Even with all the talk about the potential for digital revenue growth, as well as using new technology to improve station operational efficiency, do you still meet resistance with radio people who still "don't get it?"
It's a learning process. Broadcasters have to be open to running their business in a different way than before, but I wouldn't say it's tough to sell them on it. It's just a matter of communication. We also have to learn how our customers want to use our products where they see value in them.
Last month, Marketron held a User Symposium to showcase your latest products to your clients. How big was it and how did it go?
It was terrific. We invited a small group of customers and we showed them not only our new products, but new ways to use the ones we already have. It was the first time we did something like that, and the feedback we received from our customers was very positive. The Symposium also gave our customers an opportunity to meet with other operators who use our products, enabling them to have a dialog with product folks, IT folks and other users. We're very pleased with the Symposium's results.
Will this be a regular event?
Sure, we'll do it every year.
Is your business competitive in a sense where you have to make sure your products and services are better than other companies that offer the same basic thing?
We think we're doing things that are more innovative than other products in the marketplace. The key distinctions between Marketron and other companies are the ways we go about running traffic and billing. We're building an open platform that will have a number of different parts and services bolted onto the platform. Other vendors in this space are running closed-end proprietary systems that, sooner or later, have to be completely rebuilt. When you're on web space, you can create an open architecture that allows for continual innovation.
When you create a web-based system, are your tools susceptible to viruses or blackouts?
We have redundancies in place and don't expect blackouts or viruses to be an issue.
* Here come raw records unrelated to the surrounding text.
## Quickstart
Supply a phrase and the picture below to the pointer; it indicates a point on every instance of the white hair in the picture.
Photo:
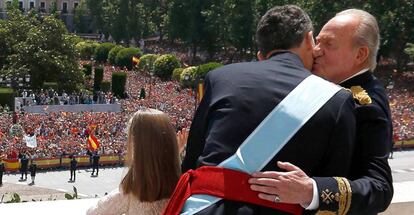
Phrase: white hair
(367, 33)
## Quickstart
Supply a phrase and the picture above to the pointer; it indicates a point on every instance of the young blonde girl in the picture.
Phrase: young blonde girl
(154, 167)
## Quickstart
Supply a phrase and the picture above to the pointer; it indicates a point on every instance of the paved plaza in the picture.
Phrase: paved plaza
(53, 185)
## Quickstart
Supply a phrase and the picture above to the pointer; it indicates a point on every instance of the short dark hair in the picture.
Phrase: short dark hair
(282, 28)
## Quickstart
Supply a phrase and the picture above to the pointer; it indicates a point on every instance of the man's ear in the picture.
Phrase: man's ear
(310, 42)
(260, 56)
(362, 54)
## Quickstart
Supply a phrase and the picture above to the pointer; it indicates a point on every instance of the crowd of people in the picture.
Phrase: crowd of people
(66, 133)
(401, 96)
(51, 97)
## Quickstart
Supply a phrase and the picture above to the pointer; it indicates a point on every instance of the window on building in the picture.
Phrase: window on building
(64, 7)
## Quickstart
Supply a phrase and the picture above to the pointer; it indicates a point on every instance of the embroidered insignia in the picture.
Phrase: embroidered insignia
(345, 196)
(360, 95)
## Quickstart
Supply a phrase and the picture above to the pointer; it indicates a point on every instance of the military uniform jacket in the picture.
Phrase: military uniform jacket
(239, 96)
(369, 188)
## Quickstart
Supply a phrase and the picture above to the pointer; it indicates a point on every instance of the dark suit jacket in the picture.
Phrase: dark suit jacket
(370, 177)
(239, 96)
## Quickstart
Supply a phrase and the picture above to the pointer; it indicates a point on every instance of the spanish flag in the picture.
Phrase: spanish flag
(93, 142)
(200, 92)
(135, 61)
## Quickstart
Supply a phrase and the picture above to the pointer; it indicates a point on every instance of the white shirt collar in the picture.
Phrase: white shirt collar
(356, 74)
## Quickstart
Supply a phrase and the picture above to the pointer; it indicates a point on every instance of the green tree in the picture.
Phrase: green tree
(80, 17)
(43, 49)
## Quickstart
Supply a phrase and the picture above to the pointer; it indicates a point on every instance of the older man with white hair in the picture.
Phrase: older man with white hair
(345, 53)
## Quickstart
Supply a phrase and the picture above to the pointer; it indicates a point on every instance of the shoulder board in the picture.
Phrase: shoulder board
(360, 95)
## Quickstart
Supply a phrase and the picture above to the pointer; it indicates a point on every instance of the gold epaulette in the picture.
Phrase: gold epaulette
(360, 95)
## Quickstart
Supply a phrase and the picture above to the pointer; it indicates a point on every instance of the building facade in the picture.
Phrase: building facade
(65, 8)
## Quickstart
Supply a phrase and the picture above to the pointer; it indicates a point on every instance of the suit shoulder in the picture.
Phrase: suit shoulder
(231, 69)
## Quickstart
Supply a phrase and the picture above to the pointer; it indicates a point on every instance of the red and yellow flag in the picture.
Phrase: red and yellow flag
(200, 92)
(93, 142)
(135, 61)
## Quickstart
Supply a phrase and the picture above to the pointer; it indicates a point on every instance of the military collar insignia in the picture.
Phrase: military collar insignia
(360, 95)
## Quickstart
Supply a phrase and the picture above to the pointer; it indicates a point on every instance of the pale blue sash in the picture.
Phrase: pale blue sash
(273, 133)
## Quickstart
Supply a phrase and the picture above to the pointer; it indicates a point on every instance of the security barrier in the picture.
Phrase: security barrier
(12, 165)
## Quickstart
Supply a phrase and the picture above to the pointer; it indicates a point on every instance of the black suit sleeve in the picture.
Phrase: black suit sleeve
(199, 126)
(369, 186)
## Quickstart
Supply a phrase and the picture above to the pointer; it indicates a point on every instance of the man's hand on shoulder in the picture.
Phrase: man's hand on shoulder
(292, 186)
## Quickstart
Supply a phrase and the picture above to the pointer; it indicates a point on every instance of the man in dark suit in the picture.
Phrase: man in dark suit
(346, 54)
(73, 167)
(239, 96)
(95, 163)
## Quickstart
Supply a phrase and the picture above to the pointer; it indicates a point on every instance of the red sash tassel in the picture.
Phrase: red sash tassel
(223, 183)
Any software solution generally doesn't have to rely on one kind of activity to operate. We believe that with our new cloud architecture, the problems that you mentioned will not be an issue.
Where do you see Marketron developing as a business entity in the future? Have you already set long-term goals in that regard?
It's a little too early for that. I've only been here for few months, but we are very positive and bullish on the future for both Marketron and the broadcasting business. We're trying to help the industry grow for a greater future.